Disease classification
We assigned subjects to five mutually exclusive groups at the last examination (ECRHS III), when post-bronchodilator lung function measurements were available (supplementary figure E1). All the criteria composing disease definitions were fulfilled at the time of ECRHS III on the basis of data measured at ECRHS III (lung function data, symptoms) or cumulative/past data (history of exposures, history of asthma, early-life respiratory infections).

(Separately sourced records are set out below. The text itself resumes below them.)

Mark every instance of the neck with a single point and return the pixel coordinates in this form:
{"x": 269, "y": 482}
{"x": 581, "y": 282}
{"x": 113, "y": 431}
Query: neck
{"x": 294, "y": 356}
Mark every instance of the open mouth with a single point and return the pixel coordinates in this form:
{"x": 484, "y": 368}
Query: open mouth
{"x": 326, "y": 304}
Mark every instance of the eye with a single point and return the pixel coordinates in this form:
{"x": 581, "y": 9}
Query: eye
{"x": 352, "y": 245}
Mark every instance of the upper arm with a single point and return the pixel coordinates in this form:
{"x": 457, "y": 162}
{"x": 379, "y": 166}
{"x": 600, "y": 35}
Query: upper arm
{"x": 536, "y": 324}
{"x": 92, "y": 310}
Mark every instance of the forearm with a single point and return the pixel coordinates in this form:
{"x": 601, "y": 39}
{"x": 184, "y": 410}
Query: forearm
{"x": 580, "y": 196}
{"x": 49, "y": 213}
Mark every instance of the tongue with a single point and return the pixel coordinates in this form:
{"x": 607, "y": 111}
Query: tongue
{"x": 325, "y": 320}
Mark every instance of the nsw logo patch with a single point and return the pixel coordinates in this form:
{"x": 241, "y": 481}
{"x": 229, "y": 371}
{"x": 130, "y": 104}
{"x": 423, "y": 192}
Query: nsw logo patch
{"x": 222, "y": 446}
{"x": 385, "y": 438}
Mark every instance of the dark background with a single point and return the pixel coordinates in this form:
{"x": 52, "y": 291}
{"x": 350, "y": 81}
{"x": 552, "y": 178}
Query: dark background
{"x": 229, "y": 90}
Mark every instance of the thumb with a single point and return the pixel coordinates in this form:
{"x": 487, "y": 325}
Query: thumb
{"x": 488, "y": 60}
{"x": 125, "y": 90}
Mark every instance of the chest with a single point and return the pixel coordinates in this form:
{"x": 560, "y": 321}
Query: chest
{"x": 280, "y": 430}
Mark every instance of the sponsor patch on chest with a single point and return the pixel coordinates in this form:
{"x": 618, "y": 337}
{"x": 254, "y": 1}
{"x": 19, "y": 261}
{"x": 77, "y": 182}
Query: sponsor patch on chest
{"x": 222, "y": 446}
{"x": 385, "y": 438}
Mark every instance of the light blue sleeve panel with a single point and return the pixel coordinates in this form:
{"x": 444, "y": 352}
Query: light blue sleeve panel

Disease groups were classified as follows: 1) asthma+COPD, defined as post-bronchodilator FEV1/FVC<lower limit of normal (LLN) [28] + at least one GOLD-defined indicator for COPD (lifetime history of exposures, key symptoms and/or early life risk factors) + either lifetime asthma history or marked BDR (increase in FEV1>12% and >400 mL) [2]; 2) COPD alone, defined as post-bronchodilator FEV1/FVC<LLN + at least one GOLD-defined indicator for COPD + neither lifetime asthma history nor marked BDR; 3) current asthma alone, defined as lifetime asthma history + one among asthma-like symptoms, asthma attacks and use of inhaled/oral respiratory medicines in the last 12 months (with or without post-bronchodilator FEV1/FVC<LLN); 4) past asthma alone, defined as lifetime asthma history but no symptoms, attacks or medication (with or without post-bronchodilator FEV1/FVC<LLN); and 5) reference subjects, defined as none of the aforementioned conditions and post-bronchodilator FEV1/FVC≥LLN.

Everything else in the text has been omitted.